When you break from branding, veer from visual merchandising, lose your leaflets and put off your promos, you come back to the basics: -
Free shit.
There’s nothing people want more than the chance to grab schwag.
In its thirty-year history, Forbidden Planet has seen every kind of geek – and an advertising campaign based on ‘something for nothing’ guaranteed that our nationwide birthday party greeted all of them. From Trooper to Pirate, Bored Bird to Lone Loon – they braved rain and roadworks and came down to see what they could seize.
Dedicated Opportunists were queuing on both mornings. There were Families, dads and kids together buying toys from Doctor Who. There were lifelong Collectors, less worried about the freebies, using their vouchers to secure big toys they’d been eyeing for months. There were Pirates, cheekily wondering if they’d wait an extra hour for the next batch of give-aways. There were Geek Girls, stocking up on their manga and Pro Geeks, disdaining the lesser-spotted high street geek and buying only the Limited Edition stuff from the San Diego Comicon.

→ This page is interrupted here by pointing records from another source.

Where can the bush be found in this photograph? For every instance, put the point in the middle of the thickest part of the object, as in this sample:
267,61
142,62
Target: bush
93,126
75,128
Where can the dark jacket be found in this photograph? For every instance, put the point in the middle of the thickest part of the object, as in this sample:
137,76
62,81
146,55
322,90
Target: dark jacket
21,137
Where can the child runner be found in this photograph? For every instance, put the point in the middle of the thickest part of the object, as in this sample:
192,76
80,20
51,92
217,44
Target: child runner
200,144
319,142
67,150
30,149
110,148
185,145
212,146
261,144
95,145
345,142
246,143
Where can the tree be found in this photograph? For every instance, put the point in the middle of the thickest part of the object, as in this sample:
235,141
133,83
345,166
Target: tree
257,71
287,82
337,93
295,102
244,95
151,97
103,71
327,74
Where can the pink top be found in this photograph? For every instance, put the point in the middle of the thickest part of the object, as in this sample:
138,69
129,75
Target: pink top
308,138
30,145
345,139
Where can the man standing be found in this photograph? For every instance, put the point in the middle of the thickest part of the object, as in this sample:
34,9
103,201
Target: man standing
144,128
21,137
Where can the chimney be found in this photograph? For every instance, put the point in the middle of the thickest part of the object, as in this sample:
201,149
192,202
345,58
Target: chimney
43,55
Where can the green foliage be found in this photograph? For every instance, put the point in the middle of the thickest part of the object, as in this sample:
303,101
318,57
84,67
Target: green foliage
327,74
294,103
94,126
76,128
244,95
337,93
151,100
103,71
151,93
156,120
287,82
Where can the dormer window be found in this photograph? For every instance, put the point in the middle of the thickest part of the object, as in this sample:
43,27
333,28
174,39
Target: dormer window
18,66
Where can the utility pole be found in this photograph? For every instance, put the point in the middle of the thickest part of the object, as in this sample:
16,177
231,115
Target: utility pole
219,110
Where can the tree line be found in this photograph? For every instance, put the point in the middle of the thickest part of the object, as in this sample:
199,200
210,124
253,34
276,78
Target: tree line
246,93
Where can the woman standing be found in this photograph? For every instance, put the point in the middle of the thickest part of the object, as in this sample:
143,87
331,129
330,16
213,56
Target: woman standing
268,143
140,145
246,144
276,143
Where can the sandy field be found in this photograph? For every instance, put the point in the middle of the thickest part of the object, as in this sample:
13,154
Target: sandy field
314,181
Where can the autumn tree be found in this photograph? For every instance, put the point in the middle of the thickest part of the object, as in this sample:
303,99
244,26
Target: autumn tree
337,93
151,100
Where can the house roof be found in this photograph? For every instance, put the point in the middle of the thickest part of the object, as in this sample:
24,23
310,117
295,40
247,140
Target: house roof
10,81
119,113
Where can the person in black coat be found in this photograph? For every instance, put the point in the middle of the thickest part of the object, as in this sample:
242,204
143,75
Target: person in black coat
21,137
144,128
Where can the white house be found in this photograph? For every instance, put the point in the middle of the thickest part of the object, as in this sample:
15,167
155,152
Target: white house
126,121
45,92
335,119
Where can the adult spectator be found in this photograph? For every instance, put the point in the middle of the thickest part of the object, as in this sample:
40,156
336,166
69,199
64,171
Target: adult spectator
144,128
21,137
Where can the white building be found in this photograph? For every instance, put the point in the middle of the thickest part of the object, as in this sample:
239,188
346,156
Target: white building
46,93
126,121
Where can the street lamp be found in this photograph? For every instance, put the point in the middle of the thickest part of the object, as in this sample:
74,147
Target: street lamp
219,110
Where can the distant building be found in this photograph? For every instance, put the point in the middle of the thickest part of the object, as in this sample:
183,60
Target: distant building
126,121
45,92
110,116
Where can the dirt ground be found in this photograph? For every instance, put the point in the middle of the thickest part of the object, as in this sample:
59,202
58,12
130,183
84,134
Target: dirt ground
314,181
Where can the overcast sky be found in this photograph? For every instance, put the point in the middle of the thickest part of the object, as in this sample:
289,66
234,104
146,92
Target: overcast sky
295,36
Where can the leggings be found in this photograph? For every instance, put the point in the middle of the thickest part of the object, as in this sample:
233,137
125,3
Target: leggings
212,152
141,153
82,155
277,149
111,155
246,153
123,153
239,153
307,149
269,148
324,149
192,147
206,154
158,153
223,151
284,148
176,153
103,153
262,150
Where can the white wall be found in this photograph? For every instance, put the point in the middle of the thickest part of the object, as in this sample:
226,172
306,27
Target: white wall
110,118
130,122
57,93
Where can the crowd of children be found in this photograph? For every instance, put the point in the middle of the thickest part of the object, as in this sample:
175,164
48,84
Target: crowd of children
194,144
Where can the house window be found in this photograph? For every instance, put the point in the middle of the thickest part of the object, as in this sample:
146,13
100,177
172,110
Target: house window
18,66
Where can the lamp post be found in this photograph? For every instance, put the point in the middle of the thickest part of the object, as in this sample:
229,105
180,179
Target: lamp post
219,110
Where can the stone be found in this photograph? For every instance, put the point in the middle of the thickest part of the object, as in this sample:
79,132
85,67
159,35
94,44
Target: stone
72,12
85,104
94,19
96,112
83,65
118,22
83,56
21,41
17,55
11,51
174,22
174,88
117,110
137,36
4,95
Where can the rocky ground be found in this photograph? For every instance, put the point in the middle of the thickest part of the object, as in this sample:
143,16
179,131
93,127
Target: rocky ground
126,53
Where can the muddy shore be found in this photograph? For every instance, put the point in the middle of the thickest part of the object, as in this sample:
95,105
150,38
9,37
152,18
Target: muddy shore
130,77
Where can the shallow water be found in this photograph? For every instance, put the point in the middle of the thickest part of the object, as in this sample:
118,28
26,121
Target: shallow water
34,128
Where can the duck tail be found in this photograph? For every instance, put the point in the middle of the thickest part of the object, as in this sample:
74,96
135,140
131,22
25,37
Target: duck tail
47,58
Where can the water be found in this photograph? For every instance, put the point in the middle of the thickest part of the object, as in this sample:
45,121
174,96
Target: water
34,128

Numbers of comics-readers were unchanged – but more people braved the Heart of the Department and returned, enthused, with a handful of free Batman badges and a shiny-new copy of Watchmen.
The Lone Loons were happy and harmless; the Cool Teens were everywhere and the Cosplayers were back – fabric-sodden but unstoppable.
Braving the weather, the Troopers from the 501st did, as ever, a storming job of creating energy – and much giggling embarrassment. Prevented from too much mischief by pavement barriers and soggy concrete, their spirits remained undampened – and their collective eye for a victim as sharp as ever,
And yes, even with wet armour, the ladies still can’t get enough.
And if the Trooper Groupies were many, then the Bored Birds were few – I did chuckle on seeing one of the girls of Vader’s Fist stocking up on her Stargate stuff while her husband rolled his eyes in mock-despair. Who says the missus can’t do this too?
A party may kick off with a fountain of freebies, but unless a retailer can put its mouth where its marketeering is, even generous goody bags are just so much biodegradable plastic.
When the bags have gone – what’s left?
I like making people happy – from the small child smiling at the balloon to the blushing girl cuddling the Trooper to the delighted hoarder with the bagful of new toys…
...seeing Thirty Years of Geek in one place, people spanning every type, archetype and (occasionally) stereotype is the ‘what’s left?’ question answered.
The cornerstone of successful retail marketing? It isn’t the company. It’s the customers.
Seems that Brian Bolland's 'People Like Us...' brand from 1978 is still wonderfully true.